Baku: China's Global Times has published an article titled 'Hope Amid Disorder,' highlighting the outcomes of the 13th Global Baku Forum. Authored by Mabel Lu Miao, Co-founder and Secretary-General of the Center for China and Globalization (CCG), the article stated: 'The 13th Global Baku Forum, held from March 11 to 14 under the theme 'Bridging Divides in a Transforming World,' was taking place at an unusually dangerous moment. The escalating conflict involving the US, Israel, and Iran had pushed regional tensions to a new level. Baku, in the South Caucasus, lies close to several geopolitical fault lines. The Russia-Ukraine conflict still casts its shadow across the wider region, while tensions surrounding Iran and the Middle East were intensifying. As the forum was approaching, the question was no longer simply whether it would matter, but whether people would even go.'
According to Azerbaijan State News Agency, held under the patronage of Azerbaijani President Ilham Aliyev, the forum drew an extraordinary concentration of political weight. The event brought together nearly 200 current and former political leaders, senior officials, diplomats, scholars, and policy figures.
'Among all the discussions at the forum, one of the most revealing for me was the special session on 'China and the Global Governance Initiative.' For the first time, China's Global Governance Initiative was directly elevated as a core thematic session of the main forum,' the author said.

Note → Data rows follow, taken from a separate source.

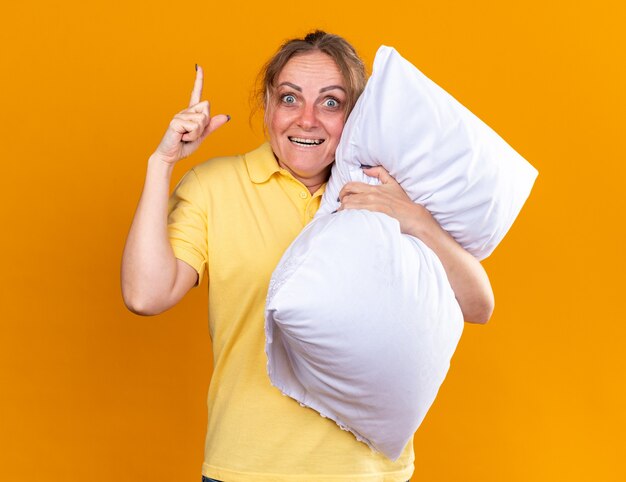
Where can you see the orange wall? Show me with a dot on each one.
(92, 392)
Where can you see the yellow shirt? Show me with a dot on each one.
(234, 217)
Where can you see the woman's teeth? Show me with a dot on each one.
(306, 142)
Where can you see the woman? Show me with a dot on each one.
(234, 217)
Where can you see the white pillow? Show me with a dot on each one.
(444, 157)
(361, 324)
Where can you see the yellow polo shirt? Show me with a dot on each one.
(233, 217)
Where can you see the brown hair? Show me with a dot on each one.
(349, 63)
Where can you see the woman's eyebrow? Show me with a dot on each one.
(331, 87)
(289, 84)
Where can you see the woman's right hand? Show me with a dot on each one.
(189, 127)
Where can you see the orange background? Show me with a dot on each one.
(91, 392)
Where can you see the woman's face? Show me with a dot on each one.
(306, 115)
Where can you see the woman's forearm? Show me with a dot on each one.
(149, 267)
(467, 277)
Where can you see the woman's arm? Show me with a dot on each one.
(153, 279)
(466, 275)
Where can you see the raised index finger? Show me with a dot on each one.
(196, 93)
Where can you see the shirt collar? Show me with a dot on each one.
(261, 163)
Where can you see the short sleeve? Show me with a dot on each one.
(187, 223)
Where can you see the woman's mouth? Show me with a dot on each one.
(300, 141)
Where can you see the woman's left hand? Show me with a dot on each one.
(468, 279)
(389, 198)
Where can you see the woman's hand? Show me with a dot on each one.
(389, 198)
(466, 275)
(189, 127)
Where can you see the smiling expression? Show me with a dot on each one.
(305, 117)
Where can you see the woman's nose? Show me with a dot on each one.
(308, 117)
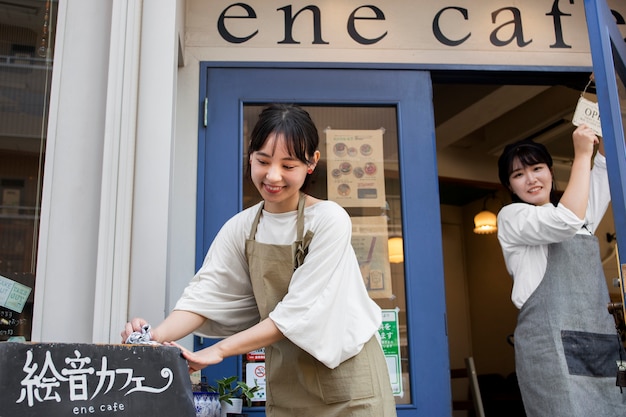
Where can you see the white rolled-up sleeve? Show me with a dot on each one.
(327, 311)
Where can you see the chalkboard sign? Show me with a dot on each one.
(68, 379)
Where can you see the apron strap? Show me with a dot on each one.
(299, 220)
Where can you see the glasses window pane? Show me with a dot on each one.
(26, 39)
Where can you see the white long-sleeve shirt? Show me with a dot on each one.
(525, 231)
(327, 311)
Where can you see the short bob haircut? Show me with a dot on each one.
(529, 153)
(295, 124)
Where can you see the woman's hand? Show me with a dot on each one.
(134, 325)
(200, 359)
(584, 140)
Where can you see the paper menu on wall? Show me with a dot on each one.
(356, 172)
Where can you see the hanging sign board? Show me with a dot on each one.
(63, 380)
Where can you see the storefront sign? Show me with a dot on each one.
(64, 380)
(497, 32)
(390, 339)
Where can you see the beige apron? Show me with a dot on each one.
(298, 385)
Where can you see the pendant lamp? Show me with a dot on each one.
(396, 252)
(485, 222)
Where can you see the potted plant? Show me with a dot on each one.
(206, 402)
(232, 393)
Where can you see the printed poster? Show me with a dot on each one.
(356, 172)
(369, 240)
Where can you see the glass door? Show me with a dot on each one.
(378, 162)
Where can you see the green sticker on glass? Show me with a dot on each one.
(13, 295)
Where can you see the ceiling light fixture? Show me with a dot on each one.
(485, 222)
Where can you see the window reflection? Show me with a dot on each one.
(26, 39)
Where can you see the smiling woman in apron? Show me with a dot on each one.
(283, 275)
(566, 344)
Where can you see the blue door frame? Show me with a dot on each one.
(220, 190)
(608, 51)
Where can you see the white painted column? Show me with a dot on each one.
(67, 254)
(153, 164)
(116, 209)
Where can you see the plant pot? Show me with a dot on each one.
(234, 408)
(207, 404)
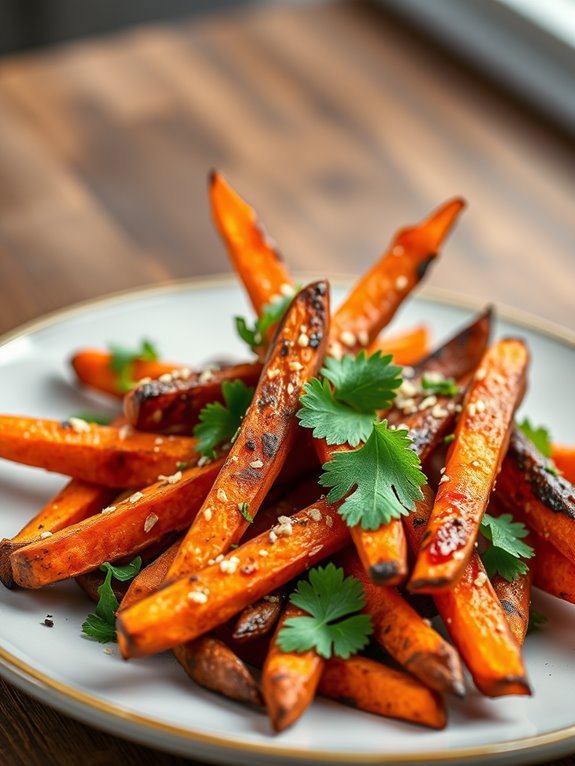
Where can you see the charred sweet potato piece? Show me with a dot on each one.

'What I felt in that room was different from the tone that often surrounded China-related discussions in earlier years. In the past, many international conversations about China carried an undertone of suspicion or defensiveness. In Baku, the tone was more open, more substantive and, in many cases, more respectful than I had expected,' she added.
The author noted that the Global Baku Forum has successfully fulfilled its role as an effective platform bringing global powers together.